3 Die dagegen erhobene Beschwerde wies das Bundesverwaltungsgericht (BVwG) mit dem angefochtenen Erkenntnis nach Durchführung einer mündlichen Verhandlung als unbegründet ab und sprach aus, dass die Revision an den Verwaltungsgerichtshof gemäß Art. 133 Abs. 4 B-VG nicht zulässig sei.
4 Der Revisionswerber erhob gegen dieses Erkenntnis Beschwerde an den Verfassungsgerichtshof, der die Behandlung der Beschwerde mit Beschluss vom 21. Jänner 2020, E 25/2020-8, ablehnte und sie dem Verwaltungsgerichtshof zur Entscheidung abtrat. In der Folge wurde die gegenständliche Revision eingebracht.

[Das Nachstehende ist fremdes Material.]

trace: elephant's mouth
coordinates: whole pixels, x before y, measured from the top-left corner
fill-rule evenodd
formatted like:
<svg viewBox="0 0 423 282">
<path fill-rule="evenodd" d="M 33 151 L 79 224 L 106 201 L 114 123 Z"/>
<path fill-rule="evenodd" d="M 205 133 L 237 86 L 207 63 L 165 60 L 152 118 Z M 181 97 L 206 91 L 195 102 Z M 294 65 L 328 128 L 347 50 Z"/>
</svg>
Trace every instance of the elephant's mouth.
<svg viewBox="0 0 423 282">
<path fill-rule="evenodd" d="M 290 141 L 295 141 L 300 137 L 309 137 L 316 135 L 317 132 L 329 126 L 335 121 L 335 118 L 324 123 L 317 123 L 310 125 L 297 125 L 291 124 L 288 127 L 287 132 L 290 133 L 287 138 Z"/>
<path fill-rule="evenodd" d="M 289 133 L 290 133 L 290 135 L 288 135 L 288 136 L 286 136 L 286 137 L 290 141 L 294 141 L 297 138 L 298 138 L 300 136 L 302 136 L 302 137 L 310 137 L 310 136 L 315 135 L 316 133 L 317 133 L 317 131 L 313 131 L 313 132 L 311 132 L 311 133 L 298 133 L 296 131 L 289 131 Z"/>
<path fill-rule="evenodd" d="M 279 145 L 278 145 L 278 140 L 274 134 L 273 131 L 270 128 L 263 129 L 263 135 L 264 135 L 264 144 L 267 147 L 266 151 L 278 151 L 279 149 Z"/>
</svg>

5 Nach Art. 133 Abs. 4 B-VG ist gegen ein Erkenntnis des Verwaltungsgerichtes die Revision zulässig, wenn sie von der Lösung einer Rechtsfrage abhängt, der grundsätzliche Bedeutung zukommt, insbesondere weil das Erkenntnis von der Rechtsprechung des Verwaltungsgerichtshofes abweicht, eine solche Rechtsprechung fehlt oder die zu lösende Rechtsfrage in der bisherigen Rechtsprechung des Verwaltungsgerichtshofes nicht einheitlich beantwortet wird.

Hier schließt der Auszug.